Contemporary research extracts DNA from H. neanderthalensis to examine specific characteristics of this species and has found some startling connections between them and humans today. It is possible that, at one point, H. sapiens and Neanderthals mated, merging parts of our gene pool until individuals with traces of neanderthal DNA were indistinguishable from H. sapiens.
Asia
As we approach the existence of modern humans, we come across another species that evolved some 100,000 to 50,000 years ago, Homo floresiensis. The discovery of this species has been essential to determining the extent of human migrations, as its uncovering on the Island of Flores, Indonesia in 2003 revealed its isolation.
Research on insular dwarfism has led to the hypothesis that, the smaller a habitat, the further an animal will reduce its body size, and H. floresiensis exemplified this concept. Recent findings also revealed that this species used small tools for hunting other diminutive animals. Unlike climate and ecosystem changes that wiped out many other humans, volcanic eruptions are the most likely cause for wiping out H. floresiensis.
The eighth major species in the genus is Homo luzonensis, which evolved at least 67,000 years ago and whose remains were unearthed in an isolated cave in northern Indonesia in 2019. Researchers found few intact fragments but were intrigued by the species’ geographic seclusion. The science behind this particular species is somewhat elusive compared to the other geographically isolated species in the genus, such as H. neanderthalensis and H. florseinsis.
As to where they went, a combination of changing climate and the arrival of H. sapiens drove H. luzonensis to extinction.
Emergence of the modern human
And now we come to the talking, over-thinking, moon-visiting, internet-creating, Velcro-inventing species you are likely acquainted with. As you might have gathered, our evolution and creation has taken an extremely long time and the evolution of many different hominids. H. sapiens have been evolving in our subset for the last 300,000 years, with variations of language emerging 150,000 years into that evolution. This species emerged from a few locations across Africa, with various groups interbreeding with other members of the Homo genus. This diversity has contributed profoundly to the success of humanity today.

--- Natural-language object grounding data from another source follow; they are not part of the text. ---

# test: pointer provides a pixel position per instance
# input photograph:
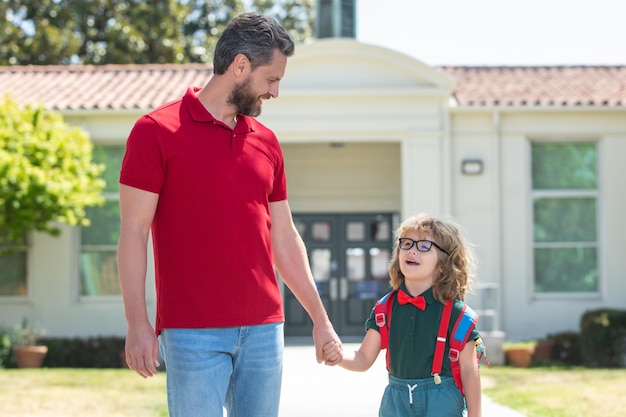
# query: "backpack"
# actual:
(461, 331)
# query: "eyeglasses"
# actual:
(421, 245)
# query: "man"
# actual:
(208, 179)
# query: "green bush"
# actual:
(603, 337)
(5, 347)
(92, 352)
(566, 348)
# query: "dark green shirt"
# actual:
(413, 335)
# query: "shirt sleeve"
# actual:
(143, 165)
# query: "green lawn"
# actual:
(557, 391)
(536, 392)
(58, 392)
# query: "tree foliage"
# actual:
(99, 32)
(46, 172)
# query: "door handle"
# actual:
(343, 289)
(333, 289)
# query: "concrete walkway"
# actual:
(313, 390)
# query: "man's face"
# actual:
(245, 100)
(261, 84)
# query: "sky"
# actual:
(498, 32)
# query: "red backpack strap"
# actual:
(440, 346)
(382, 314)
(460, 333)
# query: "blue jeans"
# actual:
(421, 398)
(236, 368)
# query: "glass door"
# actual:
(348, 254)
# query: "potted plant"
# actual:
(519, 354)
(26, 351)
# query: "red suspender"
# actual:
(383, 319)
(441, 340)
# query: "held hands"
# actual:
(324, 334)
(333, 353)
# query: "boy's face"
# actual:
(418, 266)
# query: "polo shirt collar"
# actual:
(200, 114)
(428, 294)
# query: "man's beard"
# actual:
(244, 102)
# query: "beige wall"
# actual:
(496, 209)
(391, 116)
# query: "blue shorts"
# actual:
(422, 398)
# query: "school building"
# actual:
(530, 160)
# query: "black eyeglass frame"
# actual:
(417, 246)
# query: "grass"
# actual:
(536, 392)
(59, 392)
(558, 391)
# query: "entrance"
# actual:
(348, 254)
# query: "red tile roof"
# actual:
(107, 87)
(560, 86)
(142, 87)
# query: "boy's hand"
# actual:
(333, 353)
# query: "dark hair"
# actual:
(254, 35)
(456, 271)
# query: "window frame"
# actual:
(24, 247)
(109, 196)
(595, 193)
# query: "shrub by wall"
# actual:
(603, 338)
(566, 348)
(92, 352)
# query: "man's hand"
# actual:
(142, 351)
(323, 335)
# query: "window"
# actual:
(13, 269)
(565, 227)
(97, 259)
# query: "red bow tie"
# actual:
(419, 301)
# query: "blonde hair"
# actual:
(455, 272)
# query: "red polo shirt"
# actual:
(212, 248)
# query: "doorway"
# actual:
(348, 254)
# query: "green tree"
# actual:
(98, 32)
(46, 172)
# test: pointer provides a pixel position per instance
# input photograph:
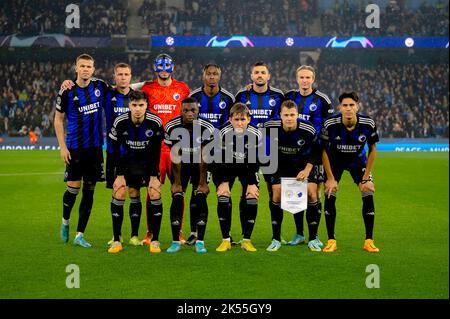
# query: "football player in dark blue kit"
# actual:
(313, 106)
(136, 141)
(214, 104)
(187, 135)
(81, 149)
(297, 152)
(116, 103)
(263, 100)
(239, 142)
(344, 137)
(214, 101)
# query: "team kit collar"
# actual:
(164, 64)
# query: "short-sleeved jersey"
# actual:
(315, 107)
(346, 148)
(214, 108)
(84, 109)
(263, 106)
(190, 137)
(239, 150)
(141, 143)
(165, 101)
(116, 104)
(295, 148)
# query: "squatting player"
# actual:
(116, 103)
(136, 141)
(214, 103)
(187, 135)
(81, 150)
(297, 152)
(313, 106)
(344, 136)
(164, 99)
(239, 142)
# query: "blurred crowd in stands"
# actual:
(227, 17)
(31, 18)
(396, 19)
(291, 18)
(408, 100)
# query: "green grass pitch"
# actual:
(411, 230)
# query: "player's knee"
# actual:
(223, 191)
(133, 192)
(178, 195)
(223, 199)
(365, 194)
(90, 186)
(276, 193)
(74, 184)
(153, 194)
(312, 194)
(119, 192)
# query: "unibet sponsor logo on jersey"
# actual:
(304, 117)
(239, 155)
(213, 117)
(260, 113)
(137, 145)
(190, 150)
(349, 148)
(88, 109)
(121, 110)
(164, 108)
(288, 150)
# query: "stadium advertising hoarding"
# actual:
(388, 145)
(62, 40)
(300, 42)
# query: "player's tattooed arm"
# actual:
(176, 186)
(137, 86)
(252, 191)
(59, 129)
(303, 174)
(367, 184)
(330, 184)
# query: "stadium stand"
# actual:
(408, 100)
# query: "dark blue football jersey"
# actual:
(116, 104)
(346, 148)
(214, 108)
(137, 147)
(315, 107)
(83, 108)
(190, 137)
(295, 148)
(263, 106)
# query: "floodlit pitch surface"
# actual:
(411, 230)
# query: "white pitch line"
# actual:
(28, 174)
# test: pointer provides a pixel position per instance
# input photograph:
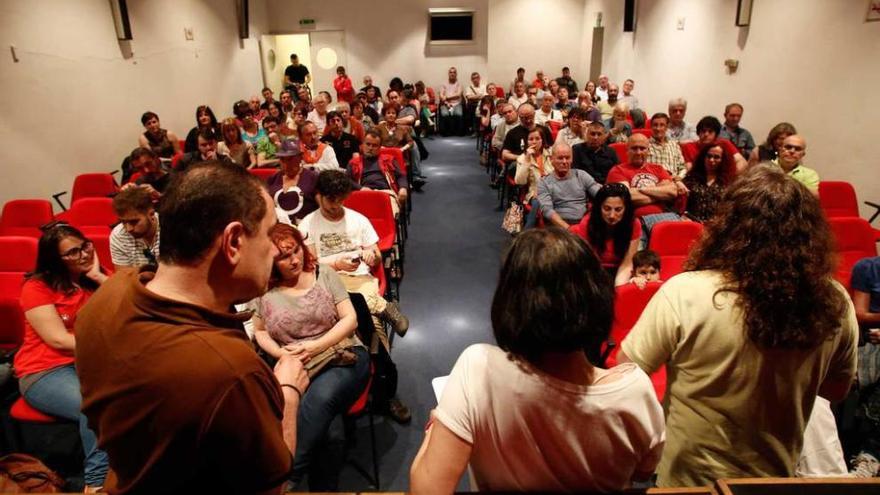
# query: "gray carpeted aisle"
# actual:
(452, 259)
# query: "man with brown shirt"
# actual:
(170, 382)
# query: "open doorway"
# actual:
(320, 51)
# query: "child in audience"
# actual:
(646, 268)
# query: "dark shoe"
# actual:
(399, 323)
(398, 411)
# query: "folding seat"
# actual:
(854, 239)
(620, 149)
(673, 241)
(629, 303)
(23, 217)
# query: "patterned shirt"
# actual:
(125, 250)
(667, 154)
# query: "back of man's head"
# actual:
(200, 203)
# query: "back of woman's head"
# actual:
(770, 241)
(552, 296)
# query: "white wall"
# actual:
(72, 103)
(387, 38)
(813, 63)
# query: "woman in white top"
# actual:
(534, 414)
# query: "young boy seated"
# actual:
(646, 268)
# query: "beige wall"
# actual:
(72, 103)
(813, 63)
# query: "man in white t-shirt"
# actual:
(346, 241)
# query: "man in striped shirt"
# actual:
(135, 240)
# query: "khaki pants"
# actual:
(368, 286)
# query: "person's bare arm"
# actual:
(47, 323)
(440, 462)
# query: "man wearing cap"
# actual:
(293, 188)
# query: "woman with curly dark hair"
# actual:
(750, 334)
(714, 169)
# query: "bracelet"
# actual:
(290, 385)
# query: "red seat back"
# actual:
(673, 241)
(854, 239)
(838, 199)
(92, 212)
(620, 149)
(24, 217)
(93, 186)
(629, 303)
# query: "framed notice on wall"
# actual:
(873, 11)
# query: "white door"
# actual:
(327, 50)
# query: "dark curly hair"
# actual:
(770, 241)
(552, 296)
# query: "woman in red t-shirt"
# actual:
(612, 230)
(66, 275)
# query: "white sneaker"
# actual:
(864, 466)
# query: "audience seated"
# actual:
(866, 299)
(316, 154)
(206, 152)
(652, 188)
(451, 112)
(744, 313)
(712, 172)
(534, 414)
(167, 374)
(164, 143)
(613, 231)
(345, 240)
(770, 149)
(66, 275)
(679, 130)
(619, 130)
(232, 145)
(594, 156)
(293, 187)
(531, 167)
(345, 145)
(134, 241)
(664, 151)
(565, 194)
(740, 137)
(307, 314)
(205, 119)
(790, 159)
(372, 171)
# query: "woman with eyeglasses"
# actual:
(713, 170)
(612, 230)
(66, 275)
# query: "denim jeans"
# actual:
(57, 393)
(330, 394)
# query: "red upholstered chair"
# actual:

You might be wondering why H. sapiens are the only surviving member of the genus — indeed, for most of this species’ existence, many of the Homo families described above roamed the Earth. Indeed, we have been portrayed as a rather cruel species, responsible for wiping out at least three of our ancestors and genetic relatives. It was only around 40,000 years ago, following close to six million years of the species’ existence, that research suggests the H. sapien species found itself alone on Earth.

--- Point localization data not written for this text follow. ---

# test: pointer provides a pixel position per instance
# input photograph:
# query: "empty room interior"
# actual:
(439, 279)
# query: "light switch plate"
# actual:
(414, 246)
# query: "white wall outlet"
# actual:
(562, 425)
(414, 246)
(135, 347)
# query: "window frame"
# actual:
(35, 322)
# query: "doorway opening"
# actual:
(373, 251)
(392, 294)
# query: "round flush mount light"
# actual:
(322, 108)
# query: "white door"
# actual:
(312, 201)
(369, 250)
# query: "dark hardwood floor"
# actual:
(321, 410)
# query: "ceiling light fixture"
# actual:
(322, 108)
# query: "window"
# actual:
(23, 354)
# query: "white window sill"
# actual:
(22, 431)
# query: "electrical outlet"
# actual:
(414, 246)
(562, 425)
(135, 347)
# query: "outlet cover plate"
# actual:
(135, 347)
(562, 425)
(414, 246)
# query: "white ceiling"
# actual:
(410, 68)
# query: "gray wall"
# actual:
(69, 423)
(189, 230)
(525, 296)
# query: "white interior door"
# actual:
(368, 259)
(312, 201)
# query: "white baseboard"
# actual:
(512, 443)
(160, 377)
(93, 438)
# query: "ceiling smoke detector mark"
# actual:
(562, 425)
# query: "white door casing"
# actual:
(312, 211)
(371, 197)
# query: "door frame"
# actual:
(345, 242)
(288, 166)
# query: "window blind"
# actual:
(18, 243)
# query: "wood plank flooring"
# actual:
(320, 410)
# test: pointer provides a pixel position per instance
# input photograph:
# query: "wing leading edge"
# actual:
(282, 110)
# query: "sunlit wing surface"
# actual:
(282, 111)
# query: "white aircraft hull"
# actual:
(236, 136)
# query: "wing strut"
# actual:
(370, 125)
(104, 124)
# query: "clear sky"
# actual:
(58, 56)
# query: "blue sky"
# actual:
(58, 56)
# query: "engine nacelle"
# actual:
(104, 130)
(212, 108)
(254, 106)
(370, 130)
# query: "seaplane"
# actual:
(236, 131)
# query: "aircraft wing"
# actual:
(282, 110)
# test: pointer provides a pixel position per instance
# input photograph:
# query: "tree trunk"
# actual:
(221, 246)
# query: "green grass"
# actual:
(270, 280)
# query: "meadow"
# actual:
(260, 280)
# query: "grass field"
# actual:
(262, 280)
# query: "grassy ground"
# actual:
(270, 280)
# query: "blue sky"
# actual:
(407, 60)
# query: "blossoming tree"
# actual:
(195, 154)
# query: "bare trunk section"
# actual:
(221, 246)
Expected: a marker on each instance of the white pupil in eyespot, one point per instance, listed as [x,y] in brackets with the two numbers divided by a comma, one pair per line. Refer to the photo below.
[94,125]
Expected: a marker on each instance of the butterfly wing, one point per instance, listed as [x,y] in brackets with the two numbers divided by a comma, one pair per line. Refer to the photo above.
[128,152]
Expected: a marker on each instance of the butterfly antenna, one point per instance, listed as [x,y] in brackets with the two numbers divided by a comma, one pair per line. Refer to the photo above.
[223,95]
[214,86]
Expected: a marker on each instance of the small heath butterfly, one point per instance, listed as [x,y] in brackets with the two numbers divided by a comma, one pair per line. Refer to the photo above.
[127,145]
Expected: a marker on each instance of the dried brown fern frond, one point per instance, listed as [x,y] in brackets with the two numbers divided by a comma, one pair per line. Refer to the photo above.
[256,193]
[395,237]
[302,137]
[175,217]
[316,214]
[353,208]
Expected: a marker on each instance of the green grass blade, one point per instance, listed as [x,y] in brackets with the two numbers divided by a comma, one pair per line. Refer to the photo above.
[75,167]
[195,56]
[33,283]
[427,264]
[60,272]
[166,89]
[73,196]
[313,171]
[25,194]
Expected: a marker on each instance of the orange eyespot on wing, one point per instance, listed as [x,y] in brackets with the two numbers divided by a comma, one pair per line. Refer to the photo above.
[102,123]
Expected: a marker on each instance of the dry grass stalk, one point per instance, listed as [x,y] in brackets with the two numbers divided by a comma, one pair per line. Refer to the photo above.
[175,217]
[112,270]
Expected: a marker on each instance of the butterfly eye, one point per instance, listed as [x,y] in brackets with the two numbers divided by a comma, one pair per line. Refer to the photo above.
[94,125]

While the delineations aren’t clear, researchers in this area have proposed that a combination of environmental circumstances, potential interbreeding of species, and competition and biological differences, such as larger brains, explain why we remain on Earth instead of one of our capable ancestors. Our complex ability to explore, survive unprecedented changes, and build technological marvels have resulted from millennia of evolution. Despite this information, it is not far fetched to reason that, perhaps, our existence will always remain a mystery.